As the ice melts, I’m now able to really feel which friendships hurt or sting. When time is so precious, why waste it on people who don’t respect or care about my feelings?
It’s not easy to listen to myself without ED haunting me. I repeat a mantra that I am OK, and that the guilt and shame must fade. The healthy self becomes louder than the unhealthy self over time. Recovery is not at all like the isolation and shame associated with ED. It’s much more powerful and rewarding. The choices are made by me, not the disease. So I practice asking, “Is this ED or me?” Knowing the answer to this question becomes very relevant to the choices I make about my social or personal life.

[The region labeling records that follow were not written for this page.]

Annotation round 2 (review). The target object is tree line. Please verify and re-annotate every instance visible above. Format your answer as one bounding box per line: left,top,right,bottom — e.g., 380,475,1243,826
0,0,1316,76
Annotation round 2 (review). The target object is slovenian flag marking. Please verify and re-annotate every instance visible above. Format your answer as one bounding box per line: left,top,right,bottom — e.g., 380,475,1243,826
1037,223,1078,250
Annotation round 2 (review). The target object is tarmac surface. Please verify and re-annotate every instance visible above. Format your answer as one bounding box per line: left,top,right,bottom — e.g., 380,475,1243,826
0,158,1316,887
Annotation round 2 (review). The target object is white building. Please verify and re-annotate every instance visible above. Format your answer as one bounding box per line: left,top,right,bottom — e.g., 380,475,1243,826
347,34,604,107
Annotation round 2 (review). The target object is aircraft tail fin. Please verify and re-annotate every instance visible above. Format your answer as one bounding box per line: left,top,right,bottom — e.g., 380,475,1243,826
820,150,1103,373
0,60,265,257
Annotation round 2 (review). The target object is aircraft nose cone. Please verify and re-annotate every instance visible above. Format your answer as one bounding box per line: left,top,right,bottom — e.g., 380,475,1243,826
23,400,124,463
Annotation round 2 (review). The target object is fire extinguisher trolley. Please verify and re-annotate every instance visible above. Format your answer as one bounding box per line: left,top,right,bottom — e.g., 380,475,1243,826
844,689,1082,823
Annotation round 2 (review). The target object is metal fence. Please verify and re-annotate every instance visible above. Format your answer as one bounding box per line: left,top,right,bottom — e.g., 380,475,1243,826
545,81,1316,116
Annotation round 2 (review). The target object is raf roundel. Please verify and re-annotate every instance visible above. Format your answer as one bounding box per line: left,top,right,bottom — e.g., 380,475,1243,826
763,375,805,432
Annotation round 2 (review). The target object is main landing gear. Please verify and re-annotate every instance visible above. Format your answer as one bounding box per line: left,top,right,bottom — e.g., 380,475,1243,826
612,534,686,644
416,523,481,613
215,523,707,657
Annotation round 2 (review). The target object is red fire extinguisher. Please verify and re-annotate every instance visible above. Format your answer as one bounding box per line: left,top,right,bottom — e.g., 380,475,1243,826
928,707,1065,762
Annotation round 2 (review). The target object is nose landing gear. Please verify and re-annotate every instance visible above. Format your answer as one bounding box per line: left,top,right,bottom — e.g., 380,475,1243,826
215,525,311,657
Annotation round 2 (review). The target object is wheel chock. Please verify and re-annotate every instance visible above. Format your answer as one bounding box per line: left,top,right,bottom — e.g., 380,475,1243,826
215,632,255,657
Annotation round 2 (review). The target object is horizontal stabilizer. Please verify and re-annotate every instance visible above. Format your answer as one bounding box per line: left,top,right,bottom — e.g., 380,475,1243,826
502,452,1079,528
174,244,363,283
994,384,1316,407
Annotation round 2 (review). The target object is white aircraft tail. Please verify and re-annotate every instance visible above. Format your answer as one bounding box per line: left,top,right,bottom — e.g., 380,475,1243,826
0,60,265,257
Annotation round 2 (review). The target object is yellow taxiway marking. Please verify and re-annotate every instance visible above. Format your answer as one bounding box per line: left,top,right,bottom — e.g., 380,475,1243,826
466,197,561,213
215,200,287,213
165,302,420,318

On various levels it’s sad to see the time that has evaporated, the hours wasted on unhealthy relationships, both personal and philanthropic. The final level has been my awareness of some of the patterns in my marital relationship. Having gotten married seventeen years ago, I realize that the man I married fell in love with the sick Marie. Bless his heart, when he chose to marry me, he saw past so many of my addictions. Yet I was very anorexic. I was looking for someone to take me to a better place. I married a very successful man who also had his own issues of perfection and success. He was also challenged with intimacy. He’d take care of me and I would demand little intimacy from him. A perfect match for ED’s Marie. I had little or no energy to partner with him. I was spending what little energy I did have to please him. He was CEO of a company, and while I was sick, he could be the CEO of me. He became the constant caregiver. If I were truly well, would he still want me?
Weeding through the intricacies of our relationship over the past months, I’ve tried daily to be his partner, not his daughter or employee. I am truly able now to give both physically and mentally to the marriage. I can communicate with openness and not anger. My husband is trying to make changes too. He’s beginning to listen to the needs that have surfaced through my recovery.
“In marriage, you can only be controlled if you allow yourself to be controlled,” my therapist says. The healthy self must actively express her voice, over and over.